What will you do about these upstarts, in this, the 11th year of your reign?
>Grant them their privileges. They seek only the means to author their own fates and that is admirable and good.
>Refuse them their rights and crush their efforts at organization. Creation is done and the troupes were cast a million years ago. Nothing of that can be altered.
>>
>>6180750
>Grant them their privileges. They seek only the means to author their own fates and that is admirable and good.
>>
>>6180750
>>Refuse them their rights and crush their efforts at organization. Creation is done and the troupes were cast a million years ago. Nothing of that can be altered
>>
>>6180750
>Refuse them their rights and crush their efforts at organization. Creation is done and the troupes were cast a million years ago. Nothing of that can be altered.
First they demand rights, next they upend the social order. Die
>>
>>6180750
>Grant them their privileges. They seek only the means to author their own fates and that is admirable and good.
They might prove a very useful weapons against the old barons.
>>
>>6180750
>Grant them their privileges. They seek only the means to author their own fates and that is admirable and good.
If we want the kingdom to prosper guilds are the natural next step for an enlightened king
>>
>>6180750
>Grant them their privileges. They seek only the means to author their own fates and that is admirable and good.
>>
>>6180750

>Grant them their privileges. They seek only the means to author their own fates and that is admirable and good.

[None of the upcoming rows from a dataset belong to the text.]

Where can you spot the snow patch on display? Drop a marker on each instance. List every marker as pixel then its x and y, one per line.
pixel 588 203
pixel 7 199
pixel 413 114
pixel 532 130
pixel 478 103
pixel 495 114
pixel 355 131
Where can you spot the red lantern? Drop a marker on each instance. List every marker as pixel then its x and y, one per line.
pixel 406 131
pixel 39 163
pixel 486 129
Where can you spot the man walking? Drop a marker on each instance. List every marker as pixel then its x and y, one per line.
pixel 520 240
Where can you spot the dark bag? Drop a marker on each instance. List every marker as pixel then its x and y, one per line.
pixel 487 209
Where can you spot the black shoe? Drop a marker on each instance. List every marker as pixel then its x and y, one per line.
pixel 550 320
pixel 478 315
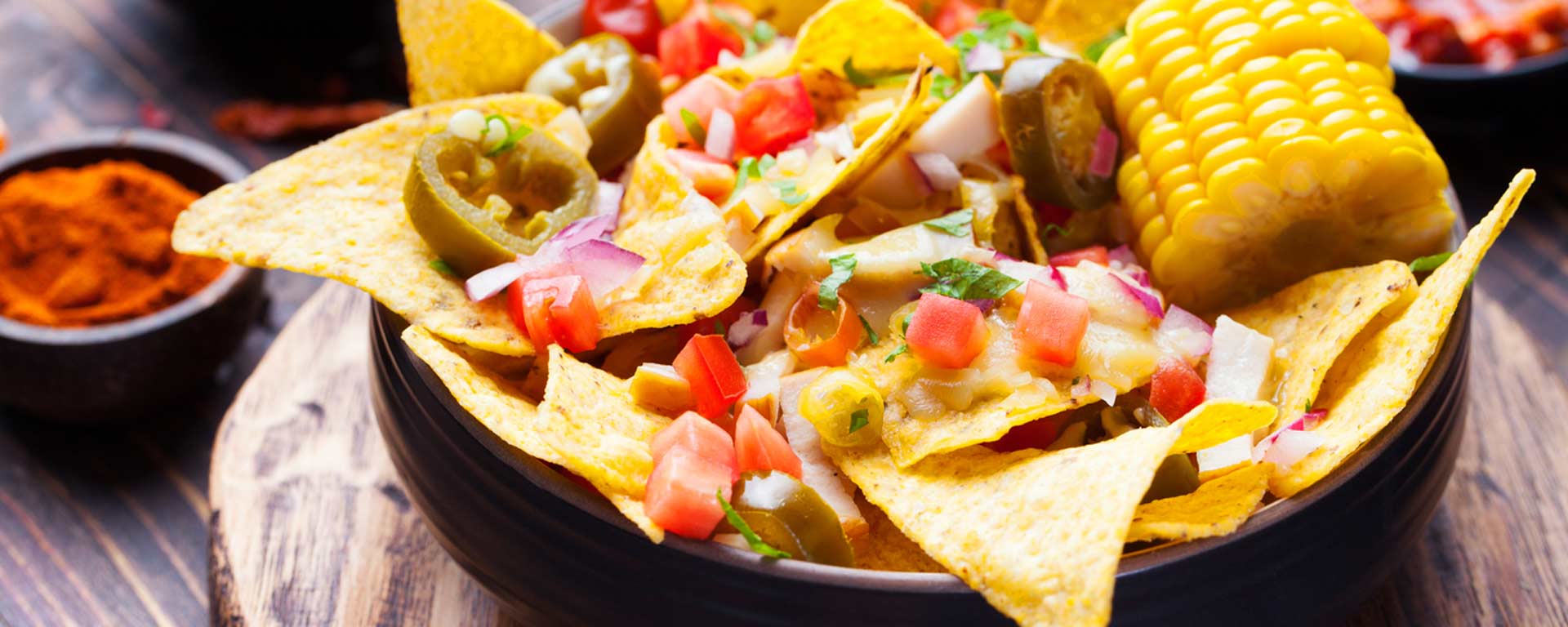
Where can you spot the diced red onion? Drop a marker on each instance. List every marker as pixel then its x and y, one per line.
pixel 985 57
pixel 1184 333
pixel 1237 361
pixel 494 279
pixel 746 328
pixel 603 264
pixel 1104 158
pixel 720 136
pixel 1291 446
pixel 1150 303
pixel 938 171
pixel 1102 391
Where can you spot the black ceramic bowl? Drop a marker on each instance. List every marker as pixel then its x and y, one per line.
pixel 559 554
pixel 124 371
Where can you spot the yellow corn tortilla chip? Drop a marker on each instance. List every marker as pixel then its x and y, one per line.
pixel 1218 420
pixel 883 548
pixel 458 49
pixel 587 422
pixel 1380 371
pixel 654 182
pixel 1217 509
pixel 336 211
pixel 1037 533
pixel 877 35
pixel 1314 320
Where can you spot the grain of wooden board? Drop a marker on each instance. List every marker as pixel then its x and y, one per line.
pixel 311 526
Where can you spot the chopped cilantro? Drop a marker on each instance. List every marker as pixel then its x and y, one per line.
pixel 693 126
pixel 1095 51
pixel 828 292
pixel 860 419
pixel 745 530
pixel 513 136
pixel 966 281
pixel 1429 262
pixel 787 193
pixel 956 223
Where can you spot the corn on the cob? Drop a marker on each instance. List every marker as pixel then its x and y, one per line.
pixel 1267 146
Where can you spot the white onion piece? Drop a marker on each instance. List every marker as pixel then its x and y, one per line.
pixel 494 279
pixel 938 171
pixel 720 136
pixel 1184 334
pixel 1291 446
pixel 1104 158
pixel 603 265
pixel 746 328
pixel 985 57
pixel 1237 361
pixel 840 140
pixel 1102 391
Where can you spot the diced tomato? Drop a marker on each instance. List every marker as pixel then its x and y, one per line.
pixel 710 176
pixel 946 331
pixel 954 18
pixel 819 337
pixel 1031 434
pixel 772 113
pixel 637 20
pixel 710 325
pixel 714 373
pixel 555 311
pixel 683 492
pixel 702 96
pixel 692 44
pixel 1051 323
pixel 700 436
pixel 761 447
pixel 1176 389
pixel 1097 255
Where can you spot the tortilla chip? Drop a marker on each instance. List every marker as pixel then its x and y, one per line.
pixel 1314 320
pixel 458 49
pixel 601 433
pixel 1037 533
pixel 1218 420
pixel 336 211
pixel 883 548
pixel 657 189
pixel 877 35
pixel 1217 509
pixel 1380 371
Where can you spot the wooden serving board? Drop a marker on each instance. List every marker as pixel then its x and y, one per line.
pixel 311 526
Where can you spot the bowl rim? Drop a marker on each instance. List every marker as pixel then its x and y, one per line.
pixel 149 140
pixel 562 15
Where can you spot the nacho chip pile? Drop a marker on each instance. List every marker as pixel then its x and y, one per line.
pixel 1024 466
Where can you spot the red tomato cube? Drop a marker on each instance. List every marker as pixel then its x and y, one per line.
pixel 1097 255
pixel 714 373
pixel 946 331
pixel 683 494
pixel 702 96
pixel 1051 323
pixel 1176 389
pixel 772 113
pixel 761 447
pixel 710 176
pixel 702 436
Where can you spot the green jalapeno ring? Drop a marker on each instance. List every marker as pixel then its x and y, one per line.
pixel 545 185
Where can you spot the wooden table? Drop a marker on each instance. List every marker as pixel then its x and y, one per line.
pixel 110 526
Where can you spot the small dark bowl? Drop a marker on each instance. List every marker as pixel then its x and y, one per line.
pixel 555 552
pixel 124 371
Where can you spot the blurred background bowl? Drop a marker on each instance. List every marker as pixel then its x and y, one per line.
pixel 126 371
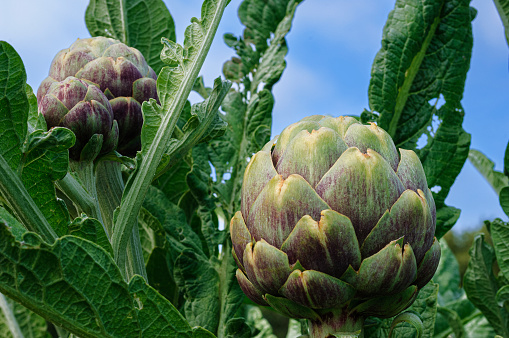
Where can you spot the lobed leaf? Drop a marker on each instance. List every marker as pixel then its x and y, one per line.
pixel 14 105
pixel 425 55
pixel 481 286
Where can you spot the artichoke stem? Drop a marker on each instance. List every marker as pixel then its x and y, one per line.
pixel 110 187
pixel 85 173
pixel 337 323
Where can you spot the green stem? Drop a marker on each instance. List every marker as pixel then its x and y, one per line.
pixel 133 200
pixel 337 323
pixel 85 172
pixel 110 187
pixel 20 201
pixel 410 74
pixel 78 195
pixel 12 323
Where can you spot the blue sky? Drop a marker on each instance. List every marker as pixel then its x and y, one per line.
pixel 332 46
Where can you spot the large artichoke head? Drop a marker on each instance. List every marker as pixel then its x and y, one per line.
pixel 333 216
pixel 83 108
pixel 121 72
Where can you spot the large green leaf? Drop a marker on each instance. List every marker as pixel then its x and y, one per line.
pixel 486 167
pixel 481 285
pixel 46 160
pixel 76 284
pixel 503 11
pixel 500 235
pixel 425 55
pixel 137 23
pixel 29 324
pixel 13 105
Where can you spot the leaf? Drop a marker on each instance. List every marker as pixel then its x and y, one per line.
pixel 454 321
pixel 499 231
pixel 30 324
pixel 156 315
pixel 203 125
pixel 481 286
pixel 273 62
pixel 92 230
pixel 261 18
pixel 49 280
pixel 443 158
pixel 425 55
pixel 426 307
pixel 503 10
pixel 137 23
pixel 446 218
pixel 14 105
pixel 173 86
pixel 486 167
pixel 504 199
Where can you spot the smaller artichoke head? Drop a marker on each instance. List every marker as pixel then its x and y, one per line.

Isn’t this exactly what our father had hoped to achieve - setting our people on a path to greatness?
>>
>>6180750
>>Refuse them their rights and crush their efforts at organization. Creation is done and the troupes were cast a million years ago. Nothing of that can be altered
>>
>>6180750
>Grant them their privileges. They seek only the means to author their own fates and that is admirable and good.
The guilds will serve as a counterbalance to the barons.
>>
>>6180750
>>Refuse them their rights and crush their efforts at organization. Creation is done and the troupes were cast a million years ago. Nothing of that can be altered
>>
>>6180750
>Grant them their privileges. They seek only the means to author their own fates and that is admirable and good.
Fuck the barons. Drop kick the barons. Punch the barons in the head.
>>
>>6180750
>Grant them their privileges. They seek only the means to author their own fates and that is admirable and good.

But make them pay an annual fee to the Crown for this new ‘Royal Charter’
>>
>>6180750
>Grant them their privileges. They seek only the means to author their own fates and that is admirable and good.
>>
>>6180750
>Grant them the rights.
>>
>>6180750
We are going to suffer 30 years of pain from that cough because of her aren't we? Well, so long as we can find someone to be our heir that isn't from her, say an adoption, then we shouldn't need to worry about the barons trying to be fucking clever with how they try and get more power for themseves like always.

>Grant them their privileges. They seek only the means to author their own fates and that is admirable and good.
Weaken the barons and our reign grows ever stronger over them.
>>
>>6181035
>Well, so long as we can find someone to be our heir that isn't from her, say an adoption
I say find a willing bedwench and father a bastard that way. Like Abraham and Hagar.
>>
>>6181035
I assumed our throne would pass to one of our brothers or nephews upon our passing. Maybe we can take one under our wing to ensure a smooth transition.